Corbo, candidat au rectorat
Depuis le début de la crise financière, la situation de l’UQAM n’a probablement jamais été aussi mauvaise. En septembre dernier, la ministre Courchesne et la rectrice par intérim de l’UQAM annonçaient avoir trouvé une piste de solution pour la crise financière qui ébranle cette institution. La première partie de la solution consiste à demander à deux firmes comptables, Price-Waterhouse-Coopers pour l’UQAM et Ernst & Young pour le réseau UQ, de faire le portrait de la situation et de proposer des solutions. Ces deux firmes font partie du Big Four, c’est-à-dire le cercle des 4 grandes firmes internationales qui contrôlent l’audit au niveau international. Ce cercle comprend aussi KPMG, qui a aussi été mêlée au dossier. La première partie de la solution consiste donc à demander aux gens qui couvrent les exploiteurs et les multinationales à travers le monde de trouver des solutions pour une université qu’on voudrait publique et au service des Québécoises et Québécois. Il n’y a pas de quoi se réjouir.
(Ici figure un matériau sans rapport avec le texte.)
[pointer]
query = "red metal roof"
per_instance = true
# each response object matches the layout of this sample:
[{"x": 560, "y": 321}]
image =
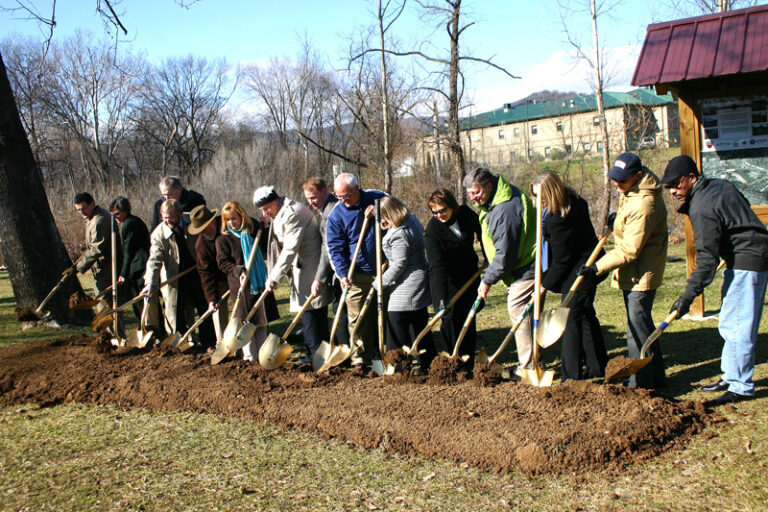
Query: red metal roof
[{"x": 705, "y": 46}]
La deuxième partie de la solution consiste à attendre que trois sages, nommés par la ministre, tranchent et donnent la voie à suivre en fonction des recommandations faites par les barons internationaux de la finance. C’est la ministre qui nommera les sages, et on sait que son étalon de la sagesse n’est pas teinté par un rejet du néolibéralisme, ni par un refus de la marchandisation de l’éducation.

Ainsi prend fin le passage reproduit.